Thank you guys. A very, very thin wire indeed. 

I am foreseeing a lot of sweat and tears when I try to solder wires as thin as human hair.


----------



## steve123 (Feb 9, 2009)

It's really not that bad, if I can do it anyone can...lol
I just put solder on the wire, touched the wire to the SMD and done..

Steve


----------



## kdaracal (Jan 24, 2009)

steve123 said:


> It's really not that bad, if I can do it anyone can...lol
> I just put solder on the wire, touched the wire to the SMD and done..
> 
> Steve


Glad to see worked through that one. Awesome work, sir! And thanks for chronicling it. I'm learning a lot!


----------



## steve123 (Feb 9, 2009)

No problem!
Does anyone have a pic or pics of the rifle rack?..I'm not having any luck.

Steve


----------



## Ace Airspeed (May 16, 2010)

Steve,

I just improvised when I built mine:


----------



## steve123 (Feb 9, 2009)

Wow that looks great, as well as all the add ons in there..Now THAT is a great build! Very nice work.

Of course now I gotta go back and change stuff....lol

Steve


----------



## Ace Airspeed (May 16, 2010)

Thanks, Steve. I went with a dirty looking Chariot after a day of chasing and killing the giant cylops.

Your build is looking great. :thumbsup:


----------



## steve123 (Feb 9, 2009)

Thanks, but Ace yours is amazing..that looks great! The floor the pedestals...the doo dads

Steve


----------



## steve123 (Feb 9, 2009)

Ace's great pics inspired me to add some stuff to the interior,
I'm fitting the floor plates, so please forgive the gaps









Steve


----------



## steve123 (Feb 9, 2009)

Well, I was gonna post some pics of the progress, but it seemed like every time I touched plastic today, I burnt or broke something..
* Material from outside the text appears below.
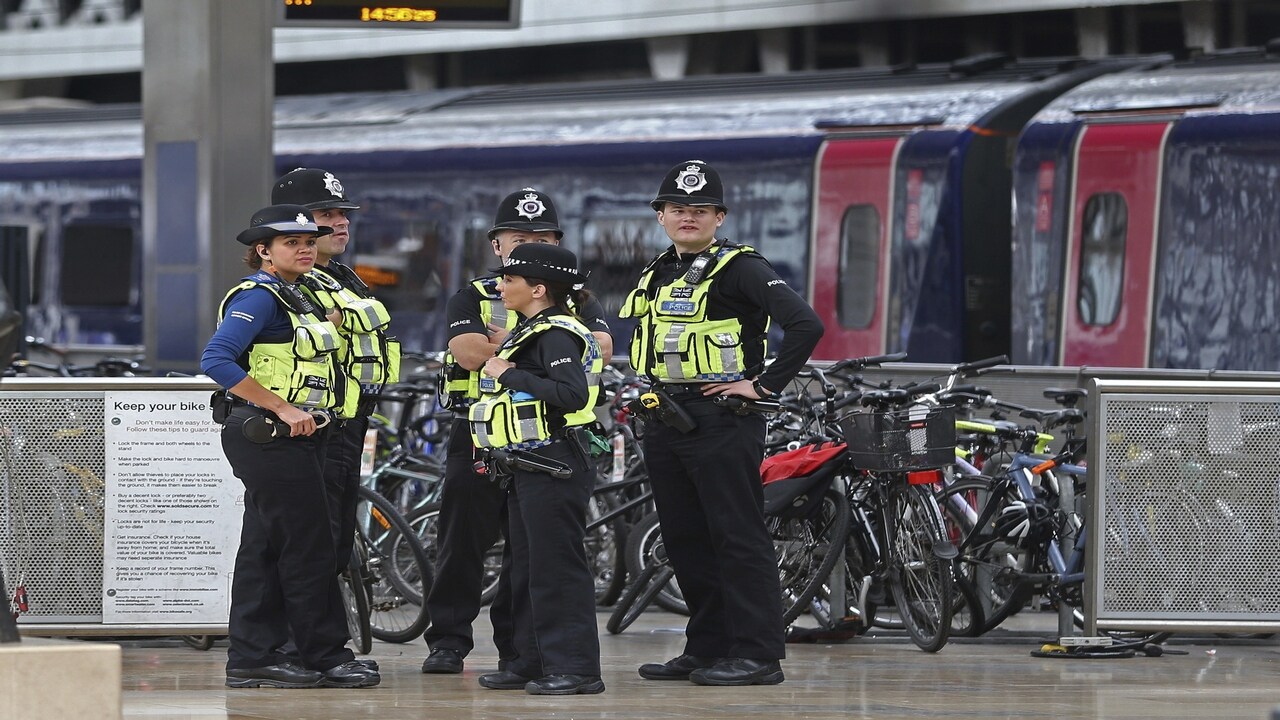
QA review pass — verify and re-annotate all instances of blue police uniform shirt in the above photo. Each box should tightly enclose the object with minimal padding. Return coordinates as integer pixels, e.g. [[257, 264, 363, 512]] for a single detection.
[[200, 272, 293, 388]]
Needless to say, I'm glad my chariot had the same paint.


----------



## teslabe (Oct 20, 2007)

Wow, that had to just suck.......:drunk:


----------



## steve123 (Feb 9, 2009)

I was trying to get all the wiring to fit and I had to solder over the hull.
Normally I build my lights and then install them, But the wiring loom was too bulky. And I needed to re- work it
The headlights and the spots were in there and not gonna move, so I had to work around the hull.
I smelled melting plastic..and DOH!!!

But the worst part was when I pulled the headlights out of the damaged bow.
I re- tested everything. AND....the spots didn't work...Then I was_* really *_bugged..
I called around, and it seems I'm not the only one..Salvage yards that have Chariot part inventories..are seeing lots of sales...









Steve


----------



## steve123 (Feb 9, 2009)

Ok, I had to re-shoot the orange..the color I used before was too dark.
I made sure the tape would'nt pull up my grille decal:
















Some touch up and we are back on schedule!

Steve


----------



## steve123 (Feb 9, 2009)

I had to shoot the orange on the hull again,.. the color I used on mine was too dark,so I masked the titanium hull with tamiya tape and the big stuff with blue low tack. well, the low tack pulled up the metalizer sealer in spots..so I ended up re shooting the hull.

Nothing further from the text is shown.